What so often happens in the relationships of individuals happened in those between Russia and Bulgaria. Russia naturally enough expected Bulgaria to be grateful for the really large amount of blood and treasure which its liberation had cost Russia, and, moreover, expected its gratitude to take the form of docility and a general acquiescence in all the suggestions and wishes expressed by its liberator. Bulgaria was no doubt deeply grateful, but never had the slightest intention of expressing its gratitude in the desired way; on the contrary, like most people who have regained a long-lost and unaccustomed freedom of action or been put under an obligation, it appeared touchy and jealous of its right to an independent judgement. It is often assumed by Russophobe writers that Russia wished and intended to make a Russian province of Bulgaria, but this is very unlikely; the geographical configuration of the Balkan peninsula would not lend itself to its incorporation in the Russian Empire, the existence between the two of the compact and vigorous national block of Rumania, a Latin race and then already an independent state, was an insurmountable obstacle, and, finally, it is quite possible for Russia to obtain possession or control of Constantinople without owning all the intervening littoral.

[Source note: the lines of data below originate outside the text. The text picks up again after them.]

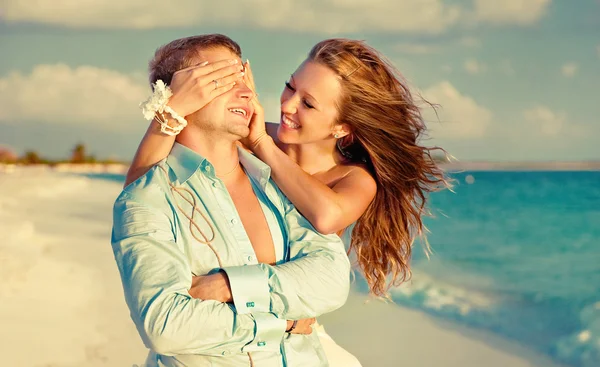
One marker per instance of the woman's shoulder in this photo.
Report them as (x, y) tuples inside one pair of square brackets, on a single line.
[(271, 128), (353, 175)]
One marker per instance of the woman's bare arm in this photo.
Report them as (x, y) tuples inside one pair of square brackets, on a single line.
[(329, 209), (154, 147)]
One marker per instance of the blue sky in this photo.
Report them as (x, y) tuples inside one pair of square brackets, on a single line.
[(516, 80)]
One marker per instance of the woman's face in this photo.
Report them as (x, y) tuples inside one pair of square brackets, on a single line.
[(308, 110)]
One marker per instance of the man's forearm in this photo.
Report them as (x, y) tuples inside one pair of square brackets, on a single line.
[(212, 287)]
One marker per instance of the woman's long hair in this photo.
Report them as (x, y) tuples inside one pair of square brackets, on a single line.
[(386, 129)]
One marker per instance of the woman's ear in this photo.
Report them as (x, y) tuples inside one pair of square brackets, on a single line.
[(341, 130)]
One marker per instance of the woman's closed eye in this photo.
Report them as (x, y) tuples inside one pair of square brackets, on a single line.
[(304, 101)]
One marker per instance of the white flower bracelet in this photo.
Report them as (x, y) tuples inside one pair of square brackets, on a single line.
[(156, 105)]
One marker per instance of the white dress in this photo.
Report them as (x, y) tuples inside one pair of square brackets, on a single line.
[(336, 355)]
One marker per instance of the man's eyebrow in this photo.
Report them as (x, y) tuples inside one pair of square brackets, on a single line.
[(308, 94)]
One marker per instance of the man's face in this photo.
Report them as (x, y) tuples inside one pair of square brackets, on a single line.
[(218, 117)]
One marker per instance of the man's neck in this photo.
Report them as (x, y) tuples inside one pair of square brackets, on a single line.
[(220, 151)]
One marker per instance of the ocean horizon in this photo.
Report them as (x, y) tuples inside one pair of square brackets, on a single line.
[(515, 253)]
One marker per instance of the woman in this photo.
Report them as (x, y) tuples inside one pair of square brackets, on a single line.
[(346, 153)]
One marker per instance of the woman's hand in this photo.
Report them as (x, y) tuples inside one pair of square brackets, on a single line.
[(258, 131), (196, 86)]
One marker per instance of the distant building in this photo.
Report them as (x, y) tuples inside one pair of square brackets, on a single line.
[(7, 154)]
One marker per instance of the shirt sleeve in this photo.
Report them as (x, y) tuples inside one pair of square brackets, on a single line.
[(314, 281), (156, 277)]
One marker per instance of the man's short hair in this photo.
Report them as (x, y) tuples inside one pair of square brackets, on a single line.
[(183, 53)]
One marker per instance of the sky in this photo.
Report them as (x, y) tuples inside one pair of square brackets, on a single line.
[(516, 80)]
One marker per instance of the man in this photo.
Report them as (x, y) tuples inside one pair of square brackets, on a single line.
[(215, 261)]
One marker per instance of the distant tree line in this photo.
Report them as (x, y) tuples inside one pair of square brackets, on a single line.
[(79, 155)]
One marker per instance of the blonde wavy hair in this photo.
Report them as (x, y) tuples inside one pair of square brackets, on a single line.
[(386, 132)]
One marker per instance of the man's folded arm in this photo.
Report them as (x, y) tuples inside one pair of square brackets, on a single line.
[(315, 281), (156, 278)]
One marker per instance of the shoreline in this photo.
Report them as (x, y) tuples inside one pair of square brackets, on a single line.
[(454, 167), (56, 231), (402, 336)]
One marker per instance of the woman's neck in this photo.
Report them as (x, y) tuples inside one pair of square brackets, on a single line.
[(313, 157)]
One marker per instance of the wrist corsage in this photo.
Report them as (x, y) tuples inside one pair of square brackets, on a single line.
[(156, 105)]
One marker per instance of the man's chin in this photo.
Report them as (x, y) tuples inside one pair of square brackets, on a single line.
[(239, 131)]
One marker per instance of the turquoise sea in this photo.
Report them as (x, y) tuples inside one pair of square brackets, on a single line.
[(516, 254)]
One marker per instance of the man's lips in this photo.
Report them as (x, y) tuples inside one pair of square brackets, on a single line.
[(240, 110), (289, 123)]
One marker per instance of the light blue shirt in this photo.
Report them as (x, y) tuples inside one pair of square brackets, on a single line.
[(157, 256)]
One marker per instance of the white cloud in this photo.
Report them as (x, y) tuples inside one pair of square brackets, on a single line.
[(545, 121), (85, 95), (473, 66), (330, 16), (523, 12), (417, 48), (470, 41), (569, 69), (460, 117), (507, 68)]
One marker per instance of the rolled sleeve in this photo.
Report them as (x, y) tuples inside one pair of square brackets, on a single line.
[(249, 289), (316, 279), (269, 333)]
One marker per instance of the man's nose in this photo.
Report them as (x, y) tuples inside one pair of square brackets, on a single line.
[(290, 105), (243, 91)]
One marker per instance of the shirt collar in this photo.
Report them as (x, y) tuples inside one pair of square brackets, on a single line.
[(255, 168), (185, 162)]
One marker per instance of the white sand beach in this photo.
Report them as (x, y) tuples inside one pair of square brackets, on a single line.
[(62, 302)]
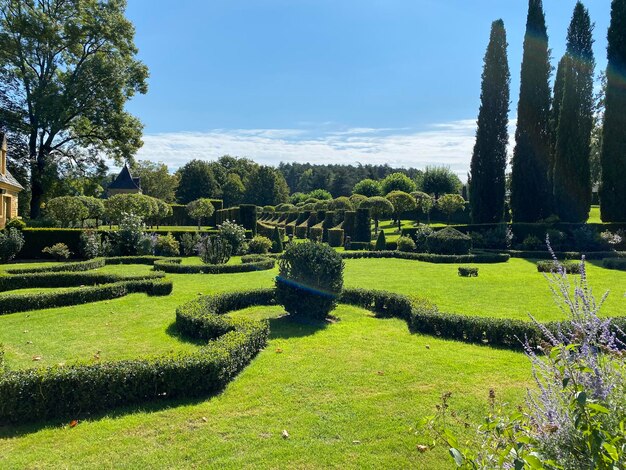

That Russia should wish to have a controlling voice in the destinies of Bulgaria and in those of the whole peninsula was natural, and it was just as natural that Bulgaria should resent its pretensions. The eventual result of this, however, was that Bulgaria inevitably entered the sphere of Austrian and ultimately of German influence or rather calculation, a contingency probably not foreseen by its statesmen at the time, and whose full meaning, even if it had, would not have been grasped by them.
The Bulgarians, whatever the origin and the ingredients of their nationality, are by language a purely Slavonic people; their ancestors were the pioneers of Slavonic civilization as expressed in its monuments of theological literature. Nevertheless, they have never been enthusiastic Pan-Slavists, any more than the Dutch have ever been ardent Pan-Germans; it is as unreasonable to expect such a thing of the one people as it is of the other. The Bulgarians indeed think themselves superior to the Slavs by reason of the warlike and glorious traditions of the Tartar tribe that gave them their name and infused the Asiatic element into their race, thus endowing them with greater stability, energy, and consistency than is possessed by purely Slav peoples. These latter, on the other hand, and notably the Serbians, for the same reason affect contempt for the mixture of blood and for what they consider the Mongol characteristics of the Bulgarians. What is certain is that between Bulgarians and Germans (including German Austrians and Magyars) there has never existed that elemental, ineradicable, and insurmountable antipathy which exists between German (and Magyar) and Slav wherever the two races are contiguous, from the Baltic to the Adriatic; nothing is more remarkable than the way in which the Bulgarian people has been flattered, studied, and courted in Austria-Hungary and Germany, during the last decade, to the detriment of the purely Slav Serb race with whom it is always compared. The reason is that with the growth of the Serb national movement, from 1903 onwards, Austria-Hungary and Germany felt an instinctive and perfectly well-justified fear of the Serb race, and sought to neutralize the possible effect of its growing power by any possible means.